The aim of this article is not to describe the players in the community of practice, i.e. the children and adults of the Viking Age, but to examine the relationship between them in a practice structure. The child and the adult are perceived as mutual preconditions. They are, seen in relation to a common practice, parts of the same community. It is the learning process, from marginal participant via legitimate peripheral participant to fully valid member, which defines and maintains this community of practice.
Model ships which can be dated to the Viking Age have been found in several locations across Northern Europe (fig. 1). These are employed in this article to examine the skill-transfer processes inherent in Viking Age communities of practice. Some of the model ships can be interpreted as children’s toys and are very detailed in their execution, with holes for a mast, a side rudder and oars (fig. 2). Other miniature artefacts, such as anchors and weather vanes, can similarly be argued to have comprised part of the fittings of these toy ships.

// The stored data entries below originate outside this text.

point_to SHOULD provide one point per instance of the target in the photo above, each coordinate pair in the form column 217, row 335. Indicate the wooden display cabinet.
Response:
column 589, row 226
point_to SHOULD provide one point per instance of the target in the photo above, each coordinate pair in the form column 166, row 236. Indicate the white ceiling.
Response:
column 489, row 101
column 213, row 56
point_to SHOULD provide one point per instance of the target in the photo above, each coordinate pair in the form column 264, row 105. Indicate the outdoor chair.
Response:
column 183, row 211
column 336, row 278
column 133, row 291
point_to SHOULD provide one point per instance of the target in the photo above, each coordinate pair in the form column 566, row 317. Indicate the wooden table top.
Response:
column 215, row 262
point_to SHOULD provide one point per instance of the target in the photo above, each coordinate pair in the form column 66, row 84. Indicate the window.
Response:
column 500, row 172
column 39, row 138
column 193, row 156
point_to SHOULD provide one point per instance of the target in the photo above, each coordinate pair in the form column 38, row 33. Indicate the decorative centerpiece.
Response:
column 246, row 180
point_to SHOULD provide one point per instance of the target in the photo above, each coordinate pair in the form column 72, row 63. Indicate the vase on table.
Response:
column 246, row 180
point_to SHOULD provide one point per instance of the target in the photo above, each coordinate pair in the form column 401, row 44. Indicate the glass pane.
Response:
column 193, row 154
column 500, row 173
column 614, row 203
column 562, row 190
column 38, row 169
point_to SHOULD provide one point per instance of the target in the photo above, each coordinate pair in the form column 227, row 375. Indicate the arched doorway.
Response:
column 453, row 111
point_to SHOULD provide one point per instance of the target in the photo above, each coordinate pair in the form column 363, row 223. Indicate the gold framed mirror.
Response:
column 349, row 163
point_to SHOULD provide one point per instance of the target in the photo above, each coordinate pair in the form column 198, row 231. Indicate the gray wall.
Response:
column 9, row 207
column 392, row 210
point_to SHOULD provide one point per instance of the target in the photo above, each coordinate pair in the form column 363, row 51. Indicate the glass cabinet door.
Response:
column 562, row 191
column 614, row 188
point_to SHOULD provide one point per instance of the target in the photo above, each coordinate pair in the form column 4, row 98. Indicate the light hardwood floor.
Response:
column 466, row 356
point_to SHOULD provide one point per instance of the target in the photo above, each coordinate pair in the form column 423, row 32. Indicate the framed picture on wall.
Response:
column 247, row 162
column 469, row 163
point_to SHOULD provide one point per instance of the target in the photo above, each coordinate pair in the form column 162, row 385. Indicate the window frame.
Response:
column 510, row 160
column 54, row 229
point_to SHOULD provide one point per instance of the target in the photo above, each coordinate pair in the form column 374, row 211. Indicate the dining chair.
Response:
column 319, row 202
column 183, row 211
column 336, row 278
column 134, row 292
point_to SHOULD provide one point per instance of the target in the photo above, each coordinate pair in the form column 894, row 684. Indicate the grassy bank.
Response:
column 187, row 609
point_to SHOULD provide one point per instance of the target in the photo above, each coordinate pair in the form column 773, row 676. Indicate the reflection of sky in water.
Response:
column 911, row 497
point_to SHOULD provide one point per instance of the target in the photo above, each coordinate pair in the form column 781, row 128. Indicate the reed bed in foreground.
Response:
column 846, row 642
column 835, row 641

In order to gain a more detailed insight into the process of skill acquisition in maritime communities of practice, a selection of sailors’ memories from their childhood in the Danish maritime town of Marstal in the late 19th and early 20th century are drawn upon (fig. 3). This is exclusively to demonstrate how children learn through play.
The model ships and their equipment, if these are interpreted as children’s toys, give access to an aspect of Viking Age society which is very difficult to study in other ways. The toy ships are a material expression of the play which – then as now – has equipped children for their passage into the community of practice. It is this play which, in spite of its superficially banal character, is fundamental to the maintenance and development of a community of practice.